Singaporean companies risk missing out on top IT jobseekers as hiring managers take multiple months during the recruitment process.
New independent research commissioned by specialized recruiter Robert Half has shown the average length of the hiring process for IT roles in Singapore is 3.5 months for staff-level professionals and 4.5 months for management-level staff. To combat delays in the recruitment process, the vast majority (97%) of Singaporean CIOs are actively taking steps to reduce the length of their hiring process.

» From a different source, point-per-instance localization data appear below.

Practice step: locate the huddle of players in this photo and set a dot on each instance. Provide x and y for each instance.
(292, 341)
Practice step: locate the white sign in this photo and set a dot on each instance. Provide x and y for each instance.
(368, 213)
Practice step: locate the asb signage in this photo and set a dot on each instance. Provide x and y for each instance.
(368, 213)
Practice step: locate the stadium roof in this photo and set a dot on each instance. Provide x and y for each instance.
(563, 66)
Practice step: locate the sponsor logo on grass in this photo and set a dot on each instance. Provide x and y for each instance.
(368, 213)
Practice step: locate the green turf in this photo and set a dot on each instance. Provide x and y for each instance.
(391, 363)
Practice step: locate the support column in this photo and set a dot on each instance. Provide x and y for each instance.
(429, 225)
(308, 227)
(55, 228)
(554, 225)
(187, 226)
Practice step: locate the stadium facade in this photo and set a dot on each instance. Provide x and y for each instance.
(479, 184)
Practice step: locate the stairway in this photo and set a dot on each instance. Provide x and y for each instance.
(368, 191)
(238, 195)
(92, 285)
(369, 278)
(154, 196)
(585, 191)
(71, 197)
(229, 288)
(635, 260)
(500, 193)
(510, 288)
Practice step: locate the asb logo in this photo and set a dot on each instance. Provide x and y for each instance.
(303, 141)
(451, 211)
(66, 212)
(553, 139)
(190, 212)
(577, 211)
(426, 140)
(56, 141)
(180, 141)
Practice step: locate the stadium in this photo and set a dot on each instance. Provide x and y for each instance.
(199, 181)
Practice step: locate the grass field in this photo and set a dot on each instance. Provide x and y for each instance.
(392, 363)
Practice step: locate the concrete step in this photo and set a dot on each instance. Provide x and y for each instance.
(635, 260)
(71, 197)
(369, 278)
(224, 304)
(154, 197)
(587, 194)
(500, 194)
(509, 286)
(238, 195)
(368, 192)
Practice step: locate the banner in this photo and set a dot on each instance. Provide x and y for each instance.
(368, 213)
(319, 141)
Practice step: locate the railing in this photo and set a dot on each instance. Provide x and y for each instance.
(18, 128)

When asked what the main reasons are contributing to slow recruitment processes, almost half (40%) of Singapore’s CIOs refer to the challenging search of sourcing candidates with the right skills. More than one in three (37%) respectively believe there are too many interview rounds and too many stakeholders are involved.
A further 31% say the number of CV submissions per role has increased – indicating hiring managers may feel overwhelmed with the amount of resumes to review during the recruitment process.

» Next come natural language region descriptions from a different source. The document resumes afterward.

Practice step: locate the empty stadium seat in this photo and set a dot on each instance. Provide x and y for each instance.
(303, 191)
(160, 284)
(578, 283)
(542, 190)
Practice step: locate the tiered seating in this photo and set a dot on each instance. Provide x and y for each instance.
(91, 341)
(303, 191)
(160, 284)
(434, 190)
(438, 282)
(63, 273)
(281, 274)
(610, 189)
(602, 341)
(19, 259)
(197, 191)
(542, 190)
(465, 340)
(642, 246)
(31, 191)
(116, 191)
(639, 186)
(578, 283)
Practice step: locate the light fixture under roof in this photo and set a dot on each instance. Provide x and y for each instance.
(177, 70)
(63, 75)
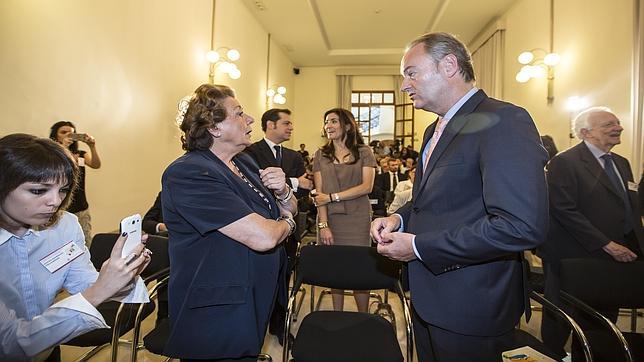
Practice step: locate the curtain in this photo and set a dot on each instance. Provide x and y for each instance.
(488, 64)
(345, 86)
(637, 88)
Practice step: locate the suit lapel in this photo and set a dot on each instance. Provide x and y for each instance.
(593, 166)
(452, 129)
(420, 172)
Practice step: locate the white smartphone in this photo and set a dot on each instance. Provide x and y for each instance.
(132, 226)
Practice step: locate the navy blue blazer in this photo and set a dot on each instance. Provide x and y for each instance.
(586, 212)
(221, 292)
(292, 162)
(481, 202)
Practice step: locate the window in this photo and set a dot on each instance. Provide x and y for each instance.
(374, 112)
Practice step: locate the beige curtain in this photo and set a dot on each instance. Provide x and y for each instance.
(637, 93)
(345, 86)
(488, 64)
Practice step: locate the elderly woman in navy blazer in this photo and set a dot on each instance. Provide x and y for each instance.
(225, 219)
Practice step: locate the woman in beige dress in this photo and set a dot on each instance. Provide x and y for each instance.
(343, 171)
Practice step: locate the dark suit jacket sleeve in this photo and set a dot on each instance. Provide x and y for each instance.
(153, 217)
(514, 215)
(295, 169)
(564, 208)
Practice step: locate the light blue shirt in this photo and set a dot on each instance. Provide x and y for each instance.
(29, 324)
(447, 117)
(598, 156)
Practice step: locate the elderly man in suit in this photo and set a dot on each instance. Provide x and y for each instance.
(479, 200)
(278, 127)
(594, 212)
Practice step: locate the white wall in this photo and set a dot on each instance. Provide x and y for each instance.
(117, 69)
(594, 38)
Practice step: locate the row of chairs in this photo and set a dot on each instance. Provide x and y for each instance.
(352, 336)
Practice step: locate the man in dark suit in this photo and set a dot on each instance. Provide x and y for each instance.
(153, 220)
(594, 212)
(278, 127)
(479, 200)
(153, 224)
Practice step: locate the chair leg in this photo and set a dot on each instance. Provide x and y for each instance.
(89, 354)
(299, 304)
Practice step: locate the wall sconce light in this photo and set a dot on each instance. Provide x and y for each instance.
(276, 95)
(223, 59)
(537, 63)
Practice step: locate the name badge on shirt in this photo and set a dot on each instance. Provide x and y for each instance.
(632, 186)
(62, 256)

Emphasising the need for employers to streamline the hiring process and expand their search amidst a skills shortage, the vast majority (92%) of CIOs find it more challenging to source qualified IT professionals compared to five years ago. Singaporean CIOs find it particularly hard to source talent within IT security (59%), Business Intelligence (36%), IT management (35%) and Cloud technology (32%), emphasising the need for CIOs act fast once they find a match.
“Operating within a highly competitive global region, it is understandable for Singaporean companies to invest a significant amount of time in the recruitment process to secure the best staff for their teams,” said Matthieu Imbert-Bouchard, Managing Director at Robert Half Singapore. “Yet oftentimes it has the opposite effect and results in top talent becoming disinterested in a prolonged hiring process, and accepting a job offer with competing organisations.”

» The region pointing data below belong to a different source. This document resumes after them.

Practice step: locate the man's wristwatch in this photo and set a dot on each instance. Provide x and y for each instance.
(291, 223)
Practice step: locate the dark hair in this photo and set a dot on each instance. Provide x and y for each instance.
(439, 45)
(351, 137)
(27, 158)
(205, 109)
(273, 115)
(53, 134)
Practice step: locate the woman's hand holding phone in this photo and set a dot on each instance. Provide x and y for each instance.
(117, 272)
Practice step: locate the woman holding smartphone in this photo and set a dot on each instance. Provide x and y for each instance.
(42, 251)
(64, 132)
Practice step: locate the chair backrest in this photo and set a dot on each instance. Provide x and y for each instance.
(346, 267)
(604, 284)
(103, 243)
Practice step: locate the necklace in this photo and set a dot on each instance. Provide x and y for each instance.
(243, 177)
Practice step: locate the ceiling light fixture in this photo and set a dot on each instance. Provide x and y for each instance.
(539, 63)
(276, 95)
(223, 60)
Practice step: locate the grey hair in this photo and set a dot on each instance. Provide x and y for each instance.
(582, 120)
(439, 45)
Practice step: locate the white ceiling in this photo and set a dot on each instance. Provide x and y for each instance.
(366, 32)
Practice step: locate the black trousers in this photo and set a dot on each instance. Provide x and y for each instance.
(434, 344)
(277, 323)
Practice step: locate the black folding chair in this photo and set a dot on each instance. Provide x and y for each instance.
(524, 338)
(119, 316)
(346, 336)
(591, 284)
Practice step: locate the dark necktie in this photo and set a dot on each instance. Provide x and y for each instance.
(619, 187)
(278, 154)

“Being in short supply, qualified IT professionals are well aware of their market value and are not likely to wait around during a slow hiring process. Companies need to act fast if they want to secure the right and best talent for their teams.”
To boost their companies’ chances of securing top talent, 97% of Singaporean CIOs are actively taking measures to reduce the length of their recruitment process of IT professionals. More than four in 10 (43%) Singaporean CIOs have set up a pipeline of qualified candidates so they don’t always have to restart the hiring process from scratch.
More than one in three (35%) have improved their communication with candidates about the recruitment process in order to keep them engaged in the process and 31% are conducting more initial interviews via phone or video conferencing to be able to create a shortlist of preferred candidates faster. A further 29% are limiting the number of internal stakeholders involved.
In addition, to offset future delays in the recruitment process, little more than four in 10 (41%) are ensuring a talent pipeline of qualified candidates, 33% plan to improve their communication with candidates about the recruitment process, 31% will limit the number of internal stakeholders involved and 23% will be conducting more teleconference interviews.
“To avoid delays in the recruitment process, IT employers need to proactively address where the setbacks are coming from – and then actively address any issues. By doing this, companies can optimise their hiring process and increase their chances of securing their preferred candidate for the role. By being prepared, limiting the number of internal stakeholders as well as reducing the number of interview rounds, companies are in a prime position to recruit the best people for their teams,” Matthieu Imbert-Bouchard concluded.